# 32,000-Year-Old Plant Reborn From Ancient Fruit Found in Siberian Ice



## JoKing (Mar 11, 2012)

> Bloomberg: Researchers in Russia have revived a fertile plant from the remains of 32,000-year-old fruit that was found buried within the fossilized burrows of ancient squirrels deep in the Siberian ice.
> 
> The resurrected plant, from an era of woolly mammoths and saber-tooth cats, is the oldest viable multicellular living organism, according to the study published today in the Proceedings of the National Academy of Sciences. It is also the first plant returned to life from permafrost conditions, researchers said.
> 
> ...


http://bloomberg.com/news/2012-02-2...from-ancient-fruit-found-in-siberian-ice.html
Does anyone know from where I can get some permafrost shipped to me?


----------



## Davarm (Oct 22, 2011)

Hey Joe, pretty impressive! I wonder if that plant is/was currently extinct or if it still grows in the wild somewhee? Just dont let the EPA get a hold of something like that or no telling what they may come up with....scary thought.


----------



## JoKing (Mar 11, 2012)

Davarm said:


> Hey Joe, pretty impressive! I wonder if that plant is/was currently extinct or if it still grows in the wild somewhee? Just dont let the EPA get a hold of something like that or no telling what they may come up with....scary thought.
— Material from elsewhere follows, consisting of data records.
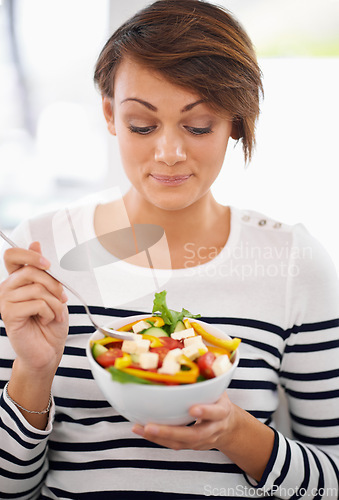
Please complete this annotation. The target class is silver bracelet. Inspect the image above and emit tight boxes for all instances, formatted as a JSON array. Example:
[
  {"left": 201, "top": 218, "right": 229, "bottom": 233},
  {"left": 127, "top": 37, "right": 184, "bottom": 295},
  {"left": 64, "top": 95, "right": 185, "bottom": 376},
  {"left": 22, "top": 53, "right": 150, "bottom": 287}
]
[{"left": 4, "top": 382, "right": 52, "bottom": 415}]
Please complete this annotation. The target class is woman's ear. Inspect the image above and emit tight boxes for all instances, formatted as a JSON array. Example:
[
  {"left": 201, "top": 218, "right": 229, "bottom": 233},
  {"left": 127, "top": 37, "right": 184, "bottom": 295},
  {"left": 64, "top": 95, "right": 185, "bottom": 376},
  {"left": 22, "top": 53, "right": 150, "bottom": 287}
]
[
  {"left": 231, "top": 119, "right": 242, "bottom": 141},
  {"left": 102, "top": 96, "right": 116, "bottom": 135}
]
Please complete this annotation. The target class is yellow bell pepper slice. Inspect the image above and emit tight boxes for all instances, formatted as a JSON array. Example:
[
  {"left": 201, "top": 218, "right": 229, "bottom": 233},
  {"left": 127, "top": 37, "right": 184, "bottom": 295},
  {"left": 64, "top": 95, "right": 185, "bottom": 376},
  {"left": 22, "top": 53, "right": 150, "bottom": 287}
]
[
  {"left": 91, "top": 337, "right": 121, "bottom": 347},
  {"left": 191, "top": 322, "right": 241, "bottom": 352},
  {"left": 114, "top": 352, "right": 132, "bottom": 370},
  {"left": 118, "top": 316, "right": 165, "bottom": 332},
  {"left": 142, "top": 333, "right": 164, "bottom": 347},
  {"left": 119, "top": 355, "right": 199, "bottom": 384},
  {"left": 183, "top": 318, "right": 192, "bottom": 328},
  {"left": 206, "top": 345, "right": 231, "bottom": 357}
]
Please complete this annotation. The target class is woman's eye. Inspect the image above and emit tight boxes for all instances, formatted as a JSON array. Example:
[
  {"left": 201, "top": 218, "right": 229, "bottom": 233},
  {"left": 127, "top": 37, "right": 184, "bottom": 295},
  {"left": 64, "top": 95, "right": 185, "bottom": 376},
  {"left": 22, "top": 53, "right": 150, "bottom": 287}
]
[
  {"left": 128, "top": 125, "right": 156, "bottom": 135},
  {"left": 185, "top": 127, "right": 213, "bottom": 135}
]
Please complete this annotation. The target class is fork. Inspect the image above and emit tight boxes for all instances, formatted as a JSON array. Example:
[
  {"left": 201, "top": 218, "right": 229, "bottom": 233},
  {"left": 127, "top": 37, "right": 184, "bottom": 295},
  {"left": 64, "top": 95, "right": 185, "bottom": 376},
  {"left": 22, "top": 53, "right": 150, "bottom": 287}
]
[{"left": 0, "top": 231, "right": 135, "bottom": 340}]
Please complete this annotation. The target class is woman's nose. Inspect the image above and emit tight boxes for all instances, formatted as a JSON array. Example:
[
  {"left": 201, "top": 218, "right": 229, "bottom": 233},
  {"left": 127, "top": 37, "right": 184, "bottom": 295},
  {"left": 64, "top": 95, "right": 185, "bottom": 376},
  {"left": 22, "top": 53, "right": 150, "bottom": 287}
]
[{"left": 154, "top": 131, "right": 186, "bottom": 166}]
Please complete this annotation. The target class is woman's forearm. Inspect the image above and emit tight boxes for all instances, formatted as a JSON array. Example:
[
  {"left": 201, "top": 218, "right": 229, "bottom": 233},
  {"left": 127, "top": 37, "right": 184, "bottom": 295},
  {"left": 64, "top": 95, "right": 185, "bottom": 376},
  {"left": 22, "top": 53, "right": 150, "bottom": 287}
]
[{"left": 8, "top": 360, "right": 54, "bottom": 430}]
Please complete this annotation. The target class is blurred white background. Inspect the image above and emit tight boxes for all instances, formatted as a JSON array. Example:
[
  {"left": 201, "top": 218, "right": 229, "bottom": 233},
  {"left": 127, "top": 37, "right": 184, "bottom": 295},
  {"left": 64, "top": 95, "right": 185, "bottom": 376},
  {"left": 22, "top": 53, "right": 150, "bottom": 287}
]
[{"left": 0, "top": 0, "right": 339, "bottom": 271}]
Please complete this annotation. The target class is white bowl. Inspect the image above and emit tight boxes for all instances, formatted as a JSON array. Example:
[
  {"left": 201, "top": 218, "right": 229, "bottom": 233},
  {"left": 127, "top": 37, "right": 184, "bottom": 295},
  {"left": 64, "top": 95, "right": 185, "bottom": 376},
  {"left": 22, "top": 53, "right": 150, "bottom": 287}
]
[{"left": 86, "top": 314, "right": 239, "bottom": 425}]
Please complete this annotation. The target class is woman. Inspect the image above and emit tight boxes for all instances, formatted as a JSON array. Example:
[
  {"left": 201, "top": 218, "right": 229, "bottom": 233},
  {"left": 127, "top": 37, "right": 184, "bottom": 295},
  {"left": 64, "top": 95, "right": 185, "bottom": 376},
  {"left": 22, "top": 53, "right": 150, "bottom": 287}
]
[{"left": 0, "top": 0, "right": 339, "bottom": 500}]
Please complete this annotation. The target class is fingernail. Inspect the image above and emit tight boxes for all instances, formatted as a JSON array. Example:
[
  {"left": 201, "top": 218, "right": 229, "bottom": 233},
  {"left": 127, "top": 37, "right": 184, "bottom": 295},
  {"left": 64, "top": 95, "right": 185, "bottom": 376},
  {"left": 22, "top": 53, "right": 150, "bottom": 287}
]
[
  {"left": 40, "top": 257, "right": 51, "bottom": 268},
  {"left": 132, "top": 425, "right": 144, "bottom": 436},
  {"left": 191, "top": 408, "right": 202, "bottom": 417}
]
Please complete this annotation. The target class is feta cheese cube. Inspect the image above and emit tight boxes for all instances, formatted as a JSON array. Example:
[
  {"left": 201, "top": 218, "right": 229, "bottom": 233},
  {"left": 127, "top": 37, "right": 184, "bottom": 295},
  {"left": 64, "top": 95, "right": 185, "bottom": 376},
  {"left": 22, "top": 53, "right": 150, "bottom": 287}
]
[
  {"left": 121, "top": 338, "right": 151, "bottom": 354},
  {"left": 139, "top": 352, "right": 159, "bottom": 370},
  {"left": 158, "top": 356, "right": 180, "bottom": 375},
  {"left": 212, "top": 354, "right": 232, "bottom": 377},
  {"left": 132, "top": 320, "right": 152, "bottom": 333},
  {"left": 182, "top": 344, "right": 200, "bottom": 361},
  {"left": 171, "top": 328, "right": 195, "bottom": 340},
  {"left": 164, "top": 347, "right": 182, "bottom": 361},
  {"left": 184, "top": 335, "right": 205, "bottom": 347}
]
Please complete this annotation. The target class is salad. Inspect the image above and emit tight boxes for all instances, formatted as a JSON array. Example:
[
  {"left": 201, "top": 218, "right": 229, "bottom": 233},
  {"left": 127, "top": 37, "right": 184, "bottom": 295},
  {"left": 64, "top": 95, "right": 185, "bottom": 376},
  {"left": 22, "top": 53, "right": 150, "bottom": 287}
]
[{"left": 91, "top": 290, "right": 240, "bottom": 385}]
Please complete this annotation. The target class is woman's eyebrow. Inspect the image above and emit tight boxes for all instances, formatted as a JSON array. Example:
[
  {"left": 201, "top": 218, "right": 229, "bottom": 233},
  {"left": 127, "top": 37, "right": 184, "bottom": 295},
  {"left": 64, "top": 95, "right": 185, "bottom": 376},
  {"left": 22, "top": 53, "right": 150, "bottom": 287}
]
[
  {"left": 120, "top": 97, "right": 158, "bottom": 111},
  {"left": 120, "top": 97, "right": 205, "bottom": 113}
]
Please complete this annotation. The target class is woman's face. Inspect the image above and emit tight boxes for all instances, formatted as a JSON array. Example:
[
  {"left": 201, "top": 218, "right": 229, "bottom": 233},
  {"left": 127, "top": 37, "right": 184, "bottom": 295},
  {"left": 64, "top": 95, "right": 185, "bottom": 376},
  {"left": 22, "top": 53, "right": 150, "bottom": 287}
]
[{"left": 103, "top": 59, "right": 236, "bottom": 210}]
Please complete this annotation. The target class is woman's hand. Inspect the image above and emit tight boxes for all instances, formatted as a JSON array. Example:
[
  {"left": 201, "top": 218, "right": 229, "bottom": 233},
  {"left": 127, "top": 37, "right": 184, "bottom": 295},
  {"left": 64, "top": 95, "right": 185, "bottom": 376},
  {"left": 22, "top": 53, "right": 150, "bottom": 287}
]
[
  {"left": 133, "top": 393, "right": 234, "bottom": 450},
  {"left": 0, "top": 242, "right": 68, "bottom": 375},
  {"left": 132, "top": 389, "right": 274, "bottom": 481}
]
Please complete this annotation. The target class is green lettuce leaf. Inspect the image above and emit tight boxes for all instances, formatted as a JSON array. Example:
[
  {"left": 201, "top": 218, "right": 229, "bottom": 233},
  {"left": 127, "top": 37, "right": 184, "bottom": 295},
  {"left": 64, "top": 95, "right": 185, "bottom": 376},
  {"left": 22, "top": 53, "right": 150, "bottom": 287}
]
[{"left": 152, "top": 290, "right": 201, "bottom": 333}]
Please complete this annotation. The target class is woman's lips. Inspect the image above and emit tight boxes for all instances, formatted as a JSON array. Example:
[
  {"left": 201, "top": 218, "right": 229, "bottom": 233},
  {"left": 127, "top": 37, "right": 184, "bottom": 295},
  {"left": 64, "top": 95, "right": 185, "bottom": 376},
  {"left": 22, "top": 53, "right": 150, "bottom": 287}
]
[{"left": 151, "top": 174, "right": 191, "bottom": 186}]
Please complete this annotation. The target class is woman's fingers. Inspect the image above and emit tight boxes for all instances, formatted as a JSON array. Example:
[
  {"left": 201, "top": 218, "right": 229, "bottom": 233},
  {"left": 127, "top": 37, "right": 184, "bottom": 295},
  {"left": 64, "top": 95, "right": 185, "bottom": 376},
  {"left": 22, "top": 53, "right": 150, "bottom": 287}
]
[
  {"left": 7, "top": 283, "right": 64, "bottom": 321},
  {"left": 2, "top": 299, "right": 55, "bottom": 330},
  {"left": 7, "top": 265, "right": 67, "bottom": 302},
  {"left": 4, "top": 242, "right": 50, "bottom": 274}
]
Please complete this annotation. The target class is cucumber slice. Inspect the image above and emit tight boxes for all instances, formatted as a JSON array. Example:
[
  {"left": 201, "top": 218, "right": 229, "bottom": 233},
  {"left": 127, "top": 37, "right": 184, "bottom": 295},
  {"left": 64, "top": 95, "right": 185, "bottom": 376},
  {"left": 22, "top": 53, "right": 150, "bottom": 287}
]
[
  {"left": 92, "top": 344, "right": 108, "bottom": 359},
  {"left": 174, "top": 321, "right": 186, "bottom": 332},
  {"left": 143, "top": 326, "right": 169, "bottom": 337}
]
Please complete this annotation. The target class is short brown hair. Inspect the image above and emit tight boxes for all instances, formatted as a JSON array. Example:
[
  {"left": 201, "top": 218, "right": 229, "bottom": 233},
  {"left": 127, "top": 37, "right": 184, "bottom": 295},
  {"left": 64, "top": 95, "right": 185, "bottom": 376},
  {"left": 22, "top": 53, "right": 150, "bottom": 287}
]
[{"left": 94, "top": 0, "right": 263, "bottom": 161}]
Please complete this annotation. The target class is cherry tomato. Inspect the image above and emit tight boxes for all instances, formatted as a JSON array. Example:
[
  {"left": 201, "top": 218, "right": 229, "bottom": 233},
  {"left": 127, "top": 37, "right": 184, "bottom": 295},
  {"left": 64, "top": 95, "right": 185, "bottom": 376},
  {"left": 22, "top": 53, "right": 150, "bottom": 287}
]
[
  {"left": 159, "top": 337, "right": 184, "bottom": 350},
  {"left": 197, "top": 352, "right": 215, "bottom": 378},
  {"left": 96, "top": 347, "right": 123, "bottom": 368}
]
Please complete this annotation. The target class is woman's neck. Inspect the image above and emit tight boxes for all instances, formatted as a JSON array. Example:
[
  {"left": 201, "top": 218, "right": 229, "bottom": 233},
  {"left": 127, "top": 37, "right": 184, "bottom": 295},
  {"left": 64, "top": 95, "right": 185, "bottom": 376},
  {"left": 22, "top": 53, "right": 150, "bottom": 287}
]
[{"left": 95, "top": 188, "right": 230, "bottom": 269}]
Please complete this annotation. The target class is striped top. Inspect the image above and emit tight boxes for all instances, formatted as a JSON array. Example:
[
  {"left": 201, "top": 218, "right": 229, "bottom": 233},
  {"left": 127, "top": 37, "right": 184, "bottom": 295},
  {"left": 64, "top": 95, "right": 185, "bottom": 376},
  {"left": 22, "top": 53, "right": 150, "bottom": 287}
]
[{"left": 0, "top": 206, "right": 339, "bottom": 500}]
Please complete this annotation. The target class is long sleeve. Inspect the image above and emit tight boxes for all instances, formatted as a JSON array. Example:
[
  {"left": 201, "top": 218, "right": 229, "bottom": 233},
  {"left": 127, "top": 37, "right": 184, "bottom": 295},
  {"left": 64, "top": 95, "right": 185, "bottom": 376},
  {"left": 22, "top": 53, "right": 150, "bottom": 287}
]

Lol. There goes another holdup on the Keystone project. Damn squirrels.


----------



## driscolldb (Jun 12, 2011)

That's crazy! I wonder if doing this kind of thing would have repercussions similar to introducing exotic animals into other habitats. A crazy kind of prehistoric kudzu


----------



## Immolatus (Feb 20, 2011)

Very cool.

Bring back the dinosaurs!


----------



## JoKing (Mar 11, 2012)

Immolatus said:


> Very cool.
> 
> Bring back the dinosaurs!


Coming to a theater soon-"Siberia Park" lol.


----------



## Davarm (Oct 22, 2011)

There is a big positive with this, I guess we now know how to best store our garden seeds!


----------



## Magus (Dec 1, 2008)

Ah good.now I can summon Chtulu from the abyss to eat liberals. LOL


----------



## DirtyHarry (Mar 8, 2012)

I'm sure a lot of survivalists wish they would find the Silphium plant.:kiss:

Some of you may not know that Silphium was the birth control plant used to extinction during the Roman Empire.


----------



## The_Blob (Dec 24, 2008)

Magus said:


> Ah good.now I can summon Chtulu from the abyss to eat liberals. LOL


 :lolsmash:

"Cthulhu, BANISH them to a Dark Oblivion!"


----------



## CashMan (May 21, 2012)

That‘s really amazing and watching such an extinct plant is very cool. It would be much cooler if they bring the historic animals too.


----------



## NaeKid (Oct 17, 2008)

CashMan said:


> That's really amazing and watching such an extinct plant is very cool. It would be much cooler if they bring the historic animals too.


You haven't watched JurrasicPark, have you? :gaah:


----------



## Magus (Dec 1, 2008)

Jurasshashadit park.LOL


----------